- L’eterogeneità fenotipica della psoriasi sembra riflettere le differenze nella patogenesi, ma questa ipotesi non è completamente chiara. Gli studi sulle citochine dei Th1 e Th17 associati ai differenti fenotipi di psoriasi hanno portato a risultati inconsistenti.

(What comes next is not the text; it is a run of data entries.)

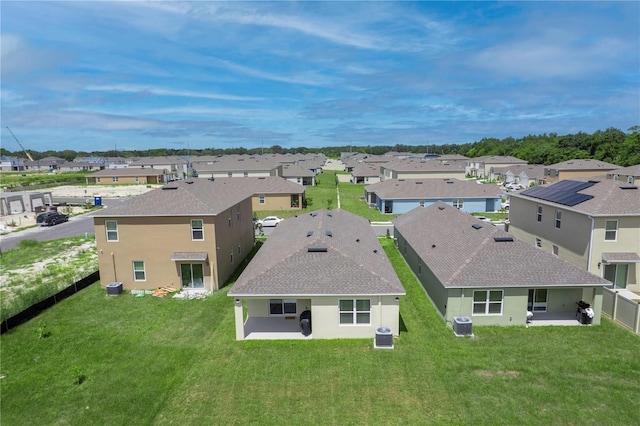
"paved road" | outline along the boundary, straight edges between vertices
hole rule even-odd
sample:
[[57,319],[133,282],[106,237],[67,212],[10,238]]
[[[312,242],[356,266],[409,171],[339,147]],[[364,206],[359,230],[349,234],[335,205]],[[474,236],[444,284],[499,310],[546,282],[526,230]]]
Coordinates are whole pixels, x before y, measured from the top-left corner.
[[[103,200],[106,208],[116,206],[125,199],[107,199]],[[0,239],[0,250],[11,250],[20,244],[22,240],[49,241],[58,238],[77,237],[82,235],[93,235],[93,217],[92,213],[81,216],[74,216],[69,222],[61,223],[51,227],[35,227],[24,231],[14,232],[2,236]]]

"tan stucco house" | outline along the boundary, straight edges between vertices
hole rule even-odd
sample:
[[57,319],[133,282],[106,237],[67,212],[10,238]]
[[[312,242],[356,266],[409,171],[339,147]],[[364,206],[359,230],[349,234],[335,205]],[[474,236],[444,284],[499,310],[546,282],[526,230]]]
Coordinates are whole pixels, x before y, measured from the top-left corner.
[[[447,323],[599,324],[607,281],[442,202],[393,220],[398,250]],[[533,318],[528,321],[528,314]]]
[[509,233],[640,291],[640,189],[612,179],[569,179],[511,194]]
[[640,183],[640,164],[612,170],[607,173],[607,179],[619,180],[629,184]]
[[550,164],[544,168],[544,177],[548,183],[565,179],[589,178],[606,175],[620,166],[592,159],[574,159]]
[[464,165],[436,160],[398,160],[380,166],[382,181],[389,179],[461,179],[465,178]]
[[165,183],[168,179],[163,169],[117,168],[104,169],[84,177],[87,185],[148,185]]
[[228,293],[237,340],[398,335],[404,294],[369,222],[343,210],[280,223]]
[[494,169],[525,165],[527,162],[510,155],[484,155],[482,157],[470,158],[465,166],[467,176],[476,178],[489,178]]
[[254,245],[251,192],[223,182],[172,182],[94,216],[103,286],[222,287]]

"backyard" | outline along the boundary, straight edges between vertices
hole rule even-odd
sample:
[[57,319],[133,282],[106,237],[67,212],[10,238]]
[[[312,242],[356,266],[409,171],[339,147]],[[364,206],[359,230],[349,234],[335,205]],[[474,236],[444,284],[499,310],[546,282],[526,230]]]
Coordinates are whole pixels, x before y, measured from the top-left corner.
[[[318,208],[319,206],[316,206]],[[98,283],[2,335],[1,422],[616,424],[640,422],[640,340],[598,327],[455,337],[391,239],[407,295],[395,349],[372,339],[234,340],[228,286],[203,300]]]

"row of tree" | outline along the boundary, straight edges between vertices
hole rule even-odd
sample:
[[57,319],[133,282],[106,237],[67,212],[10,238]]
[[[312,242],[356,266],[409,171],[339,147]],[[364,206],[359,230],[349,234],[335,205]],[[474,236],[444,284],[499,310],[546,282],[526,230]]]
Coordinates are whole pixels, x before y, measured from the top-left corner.
[[[555,133],[528,135],[522,138],[485,138],[477,142],[444,145],[389,145],[389,146],[332,146],[323,148],[283,148],[273,145],[269,148],[205,148],[205,149],[148,149],[130,151],[31,151],[34,159],[55,156],[72,161],[77,157],[152,157],[167,155],[230,155],[230,154],[310,154],[323,153],[330,158],[338,158],[342,152],[360,152],[383,155],[389,151],[412,153],[460,154],[470,158],[485,155],[511,155],[529,164],[554,164],[576,158],[591,158],[631,166],[640,164],[640,126],[634,126],[628,133],[609,128],[592,134],[579,132],[570,135]],[[24,157],[22,151],[11,152],[0,148],[1,155]]]

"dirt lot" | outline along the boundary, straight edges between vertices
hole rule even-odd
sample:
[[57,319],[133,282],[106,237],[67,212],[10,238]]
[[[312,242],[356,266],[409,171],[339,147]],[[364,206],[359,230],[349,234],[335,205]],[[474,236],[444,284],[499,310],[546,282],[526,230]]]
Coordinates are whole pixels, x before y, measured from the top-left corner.
[[[58,186],[34,192],[50,191],[53,198],[80,197],[93,200],[93,197],[96,195],[100,195],[102,198],[134,197],[136,195],[149,192],[155,188],[159,188],[160,186],[161,185],[150,185],[150,187],[147,185]],[[66,209],[69,209],[69,212],[67,212]],[[61,207],[60,211],[75,215],[83,213],[85,209],[82,207]],[[9,232],[20,231],[25,227],[33,226],[35,224],[36,214],[33,212],[0,216],[0,233],[7,234]]]

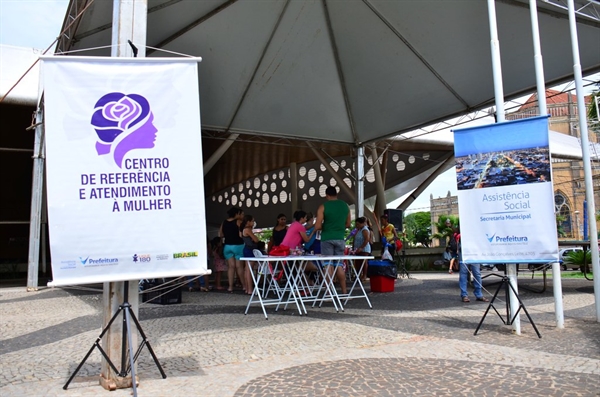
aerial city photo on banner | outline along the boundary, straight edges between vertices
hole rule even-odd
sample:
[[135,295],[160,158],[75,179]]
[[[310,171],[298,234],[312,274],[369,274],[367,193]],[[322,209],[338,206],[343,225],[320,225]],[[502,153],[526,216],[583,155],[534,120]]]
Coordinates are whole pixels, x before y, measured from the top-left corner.
[[504,147],[496,146],[493,151],[457,157],[458,190],[550,182],[550,148],[538,135],[529,137],[503,141]]

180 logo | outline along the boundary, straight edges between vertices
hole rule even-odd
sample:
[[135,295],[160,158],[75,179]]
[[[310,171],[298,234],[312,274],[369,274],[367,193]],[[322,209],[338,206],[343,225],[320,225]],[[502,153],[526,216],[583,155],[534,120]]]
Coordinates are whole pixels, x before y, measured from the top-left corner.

- Il presente studio ha confermato che i livelli tissutali delle citochine dei Th1 e Th17 sono aumenti nei pazienti con psoriasi rispetto ai controlli sani. I livelli aumentati di IFN-γ mRNA nella psoriasi guttata e quelli dell’IL-12 e IL-17A nella psoriasi cronica in placche suggeriscono che lo squilibrio tra le citochine dei Th1 e Th17 possa avere un ruolo nella transizione fenotipica della malattia.
Abstract
Background
The phenotypic heterogeneity of psoriasis is suspected to reflect differences in its pathogenesis, but not yet completely elucidated. Studies of the Th1 and Th17 cytokines associated with different phenotypes of psoriasis have yielded inconsistent results.
Objective
To investigate the tissue expression levels of Th1 and Th17 cytokines among patients with chronic plaque psoriasis, acute guttate psoriasis, and healthy control.
Methods
A total of 20 patients with psoriasis (10 with chronic plaque type and 10 with acute guttate type) and 5 healthy controls were enrolled. The tissue mRNA and protein levels of following cytokines were measured: interleukin (IL)-12, IL-2, interferon (IFN)-γ, IL-23, IL-17A, and IL-22.
Results
The tissue mRNA levels of IL-12, IFN-γ, IL-23, IL-17A, IL-22 and the protein levels of IL-12, IL-2, IFN-γ, IL-17A, IL-22 were significantly increased in the psoriasis patients compared with the healthy controls. In comparisons of the subtypes, the tissue mRNA level of IFN-γ was increased in acute guttate psoriasis, whereas the protein levels of IL-12 and IL-17A were significantly increased in chronic plaque psoriasis. The cytokine ratios of IL-17A/IL-2 and IL-22/IL-2 were significantly higher in chronic plaque psoriasis than in acute guttate psoriasis.
Conclusion
We confirmed that the tissue levels of Th1 and Th17 cytokines were increased in psoriasis patients compared with healthy controls. The increased IFN-γ mRNA level in acute guttate psoriasis and increased IL-12 and IL-17A protein levels in chronic plaque psoriasis suggest that an imbalance between Th1 and Th17 cytokines may play a role in the phenotypic transition of psoriasis.